Sakura, disoriented by the blast that had caused her head to be slammed against the headrest, set her jaw and floored the accelerator once her vision cleared, forcing herself to focus. It was just as well that their car was made for situations like these.

"Kazekage-sama, head down. Sai, Naruto, disable them!" she barked out orders while leading their pursuers in a set of complex twists and turns through the narrow alleyways of the place that she had long left behind yet remained so painfully familiar in her mind. The cherry blossom vaguely registered the sound of gunshots as Sai and Naruto leaned out of the windows to shoot at their pursuers, but everything apart from the familiar route before her and the adrenaline surging through her veins was hazy.

Turn left here. An old, rusted fire escape ladder hung there, where the slum children used to play, daring each other to climb the rickety thing. She'd got to the top of that brittle thing once, after a bully had tried to beat her up for the bread she'd stolen for Yuki.

Two junctions on, a right turn. Six overflowing rubbish bins lined the alley on the right, some overturned and others broken, but with the same piles of rubbish in torn plastic bags strewn around them. Sakura could remember vividly how she had combed through the trash to search for leftover food or usable items, so frequently that the overpowering stench had just stopped bothering her.

After that red building, a left turn, keep going until you see the wire fence.

I'm home.

She had somehow managed to lose their pursuers, and skidded to a halt several metres in front of a wire fence that spelt a dead-end.

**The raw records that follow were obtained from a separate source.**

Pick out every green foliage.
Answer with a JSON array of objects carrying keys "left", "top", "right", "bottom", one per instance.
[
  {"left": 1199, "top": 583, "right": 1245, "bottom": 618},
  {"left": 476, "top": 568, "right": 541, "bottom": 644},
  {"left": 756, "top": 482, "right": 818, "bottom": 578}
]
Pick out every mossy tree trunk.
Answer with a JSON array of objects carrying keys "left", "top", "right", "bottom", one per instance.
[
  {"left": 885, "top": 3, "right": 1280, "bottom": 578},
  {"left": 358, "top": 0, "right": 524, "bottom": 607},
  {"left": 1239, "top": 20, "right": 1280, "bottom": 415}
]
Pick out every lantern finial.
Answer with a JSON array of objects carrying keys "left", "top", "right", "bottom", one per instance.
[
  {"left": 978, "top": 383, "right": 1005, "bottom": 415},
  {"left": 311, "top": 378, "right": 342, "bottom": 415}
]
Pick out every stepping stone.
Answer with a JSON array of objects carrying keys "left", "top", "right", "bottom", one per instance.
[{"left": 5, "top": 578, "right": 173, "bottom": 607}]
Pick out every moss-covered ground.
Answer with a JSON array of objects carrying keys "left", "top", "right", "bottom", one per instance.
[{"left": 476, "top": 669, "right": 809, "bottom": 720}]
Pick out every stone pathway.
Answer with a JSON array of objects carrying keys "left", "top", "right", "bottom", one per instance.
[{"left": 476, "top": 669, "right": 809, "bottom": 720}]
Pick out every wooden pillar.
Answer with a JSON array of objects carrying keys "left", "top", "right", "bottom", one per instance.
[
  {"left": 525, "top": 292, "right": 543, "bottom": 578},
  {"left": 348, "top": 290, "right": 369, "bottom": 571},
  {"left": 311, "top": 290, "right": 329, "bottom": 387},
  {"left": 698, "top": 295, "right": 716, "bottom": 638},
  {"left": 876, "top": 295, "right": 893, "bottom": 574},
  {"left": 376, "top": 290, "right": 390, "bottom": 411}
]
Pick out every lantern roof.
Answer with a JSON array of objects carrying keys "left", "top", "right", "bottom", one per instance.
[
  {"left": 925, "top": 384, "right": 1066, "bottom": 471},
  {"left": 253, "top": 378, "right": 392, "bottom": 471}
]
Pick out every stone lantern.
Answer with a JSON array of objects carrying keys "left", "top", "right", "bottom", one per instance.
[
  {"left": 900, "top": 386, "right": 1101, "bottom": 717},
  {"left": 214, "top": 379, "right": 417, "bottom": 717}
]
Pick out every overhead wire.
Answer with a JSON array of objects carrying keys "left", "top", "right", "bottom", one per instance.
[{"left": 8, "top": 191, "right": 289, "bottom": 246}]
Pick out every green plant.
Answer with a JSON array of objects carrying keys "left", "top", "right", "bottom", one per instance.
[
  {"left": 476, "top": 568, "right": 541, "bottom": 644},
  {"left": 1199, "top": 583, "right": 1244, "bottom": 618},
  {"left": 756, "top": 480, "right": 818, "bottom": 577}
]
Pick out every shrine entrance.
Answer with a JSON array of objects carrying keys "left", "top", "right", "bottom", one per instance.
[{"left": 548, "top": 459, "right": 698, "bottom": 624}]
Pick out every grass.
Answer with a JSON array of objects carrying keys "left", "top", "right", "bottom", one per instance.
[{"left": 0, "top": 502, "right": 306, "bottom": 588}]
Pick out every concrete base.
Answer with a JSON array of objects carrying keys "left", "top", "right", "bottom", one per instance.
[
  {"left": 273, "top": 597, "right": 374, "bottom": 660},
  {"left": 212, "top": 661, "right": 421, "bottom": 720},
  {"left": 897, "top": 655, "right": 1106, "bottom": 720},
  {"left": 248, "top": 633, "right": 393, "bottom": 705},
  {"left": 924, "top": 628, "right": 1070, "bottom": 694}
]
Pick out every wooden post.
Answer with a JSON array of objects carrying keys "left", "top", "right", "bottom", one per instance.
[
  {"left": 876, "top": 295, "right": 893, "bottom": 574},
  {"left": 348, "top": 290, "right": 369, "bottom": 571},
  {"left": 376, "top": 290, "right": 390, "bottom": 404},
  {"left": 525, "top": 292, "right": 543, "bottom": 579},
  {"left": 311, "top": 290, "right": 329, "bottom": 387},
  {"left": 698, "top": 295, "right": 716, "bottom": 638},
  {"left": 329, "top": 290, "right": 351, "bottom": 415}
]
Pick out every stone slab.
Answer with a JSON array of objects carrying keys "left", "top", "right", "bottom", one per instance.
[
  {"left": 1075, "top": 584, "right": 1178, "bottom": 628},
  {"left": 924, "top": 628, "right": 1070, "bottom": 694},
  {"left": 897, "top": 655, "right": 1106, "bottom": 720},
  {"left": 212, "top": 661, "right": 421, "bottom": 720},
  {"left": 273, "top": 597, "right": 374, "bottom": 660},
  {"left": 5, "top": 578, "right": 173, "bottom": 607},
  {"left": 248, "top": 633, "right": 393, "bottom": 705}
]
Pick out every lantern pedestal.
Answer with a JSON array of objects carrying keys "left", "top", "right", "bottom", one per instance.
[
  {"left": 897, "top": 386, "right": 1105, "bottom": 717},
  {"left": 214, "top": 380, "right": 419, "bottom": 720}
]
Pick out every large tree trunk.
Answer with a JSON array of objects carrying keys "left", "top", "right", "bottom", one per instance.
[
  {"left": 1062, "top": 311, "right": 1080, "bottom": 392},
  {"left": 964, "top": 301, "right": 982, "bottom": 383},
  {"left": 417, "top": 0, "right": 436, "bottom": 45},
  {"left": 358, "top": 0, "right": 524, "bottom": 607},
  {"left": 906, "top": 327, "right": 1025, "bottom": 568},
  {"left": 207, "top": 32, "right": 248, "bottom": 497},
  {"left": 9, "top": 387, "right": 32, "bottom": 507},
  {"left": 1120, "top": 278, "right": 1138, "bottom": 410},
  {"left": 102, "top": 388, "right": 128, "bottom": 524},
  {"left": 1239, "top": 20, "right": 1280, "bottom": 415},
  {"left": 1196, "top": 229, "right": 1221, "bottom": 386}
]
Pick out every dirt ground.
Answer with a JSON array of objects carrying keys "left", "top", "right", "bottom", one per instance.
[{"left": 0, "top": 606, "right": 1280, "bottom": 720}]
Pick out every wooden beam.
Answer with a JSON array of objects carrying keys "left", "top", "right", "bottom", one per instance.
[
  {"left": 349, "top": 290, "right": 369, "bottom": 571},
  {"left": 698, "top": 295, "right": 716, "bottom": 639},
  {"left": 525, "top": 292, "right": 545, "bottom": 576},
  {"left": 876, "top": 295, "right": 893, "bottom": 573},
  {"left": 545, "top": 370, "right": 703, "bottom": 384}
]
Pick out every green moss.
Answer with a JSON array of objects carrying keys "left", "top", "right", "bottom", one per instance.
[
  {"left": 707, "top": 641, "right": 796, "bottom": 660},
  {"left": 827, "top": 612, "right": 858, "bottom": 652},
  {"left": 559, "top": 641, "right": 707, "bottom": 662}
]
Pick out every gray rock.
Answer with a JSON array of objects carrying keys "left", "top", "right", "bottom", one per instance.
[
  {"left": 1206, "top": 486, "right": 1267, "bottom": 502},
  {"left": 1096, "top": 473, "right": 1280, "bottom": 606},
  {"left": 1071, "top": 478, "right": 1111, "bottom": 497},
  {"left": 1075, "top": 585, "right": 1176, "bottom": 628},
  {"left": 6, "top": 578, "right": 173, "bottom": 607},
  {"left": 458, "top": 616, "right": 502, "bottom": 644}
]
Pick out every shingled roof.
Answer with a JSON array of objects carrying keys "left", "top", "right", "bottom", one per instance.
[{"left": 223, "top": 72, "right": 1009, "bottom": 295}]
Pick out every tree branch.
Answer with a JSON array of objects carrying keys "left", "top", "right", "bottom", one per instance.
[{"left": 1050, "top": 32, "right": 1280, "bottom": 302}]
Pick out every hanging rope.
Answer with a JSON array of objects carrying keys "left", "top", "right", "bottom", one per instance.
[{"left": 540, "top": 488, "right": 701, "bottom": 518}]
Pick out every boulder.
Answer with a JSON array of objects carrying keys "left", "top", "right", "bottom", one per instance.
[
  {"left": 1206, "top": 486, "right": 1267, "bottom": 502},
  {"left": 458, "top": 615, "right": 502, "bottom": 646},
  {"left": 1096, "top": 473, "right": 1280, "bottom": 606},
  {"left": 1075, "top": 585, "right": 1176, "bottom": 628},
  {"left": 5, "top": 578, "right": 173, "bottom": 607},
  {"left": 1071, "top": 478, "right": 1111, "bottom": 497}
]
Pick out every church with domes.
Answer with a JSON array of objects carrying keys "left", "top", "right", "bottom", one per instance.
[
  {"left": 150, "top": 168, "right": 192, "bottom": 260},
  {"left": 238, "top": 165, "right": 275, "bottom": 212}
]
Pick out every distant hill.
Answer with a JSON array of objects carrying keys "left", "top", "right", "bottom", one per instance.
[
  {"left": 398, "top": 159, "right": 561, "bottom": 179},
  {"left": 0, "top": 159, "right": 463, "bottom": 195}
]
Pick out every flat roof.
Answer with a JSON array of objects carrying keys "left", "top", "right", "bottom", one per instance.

Sakura killed the engine and the lights, plunging them into grim, quiet darkness, punctuated only by their harsh breathing and the dim light of the crescent moon above them. Even then, she could see. There, on the wall right next to the fence, a rectangular shape where the wall was darker than the rest of the fading paint on the building. The zinc roof and haphazard cardboard walls of the shack that she had once called home were missing, probably plundered by another homeless soul looking for shelter or destroyed by weather. Even in the darkness, Sakura knew the exact spot on the ground where there would be a large, dark patch of discolouration – dried blood. Yuki had bled out, right there. She closed her eyes and suppressed a shudder. This was far, far too close to home.

Shoving the tidal wave of memories back with sheer willpower, Sakura forced herself to return to the present. "Kakashi," she spoke into the communicator, "we're going to abandon the car. Send Tenten to Tsunade-sama's shelter. Over."

"Roger that. Be careful. Over and out." Kakashi's voice crackled.

Gaara, Naruto and Sai were already out of the car, weapons drawn. Sakura took a breath to steel herself, pulling out her own gun and slipping out of the car. Shaking Akatsuki off was the easy part.

Getting Gaara to leave would be the hard part.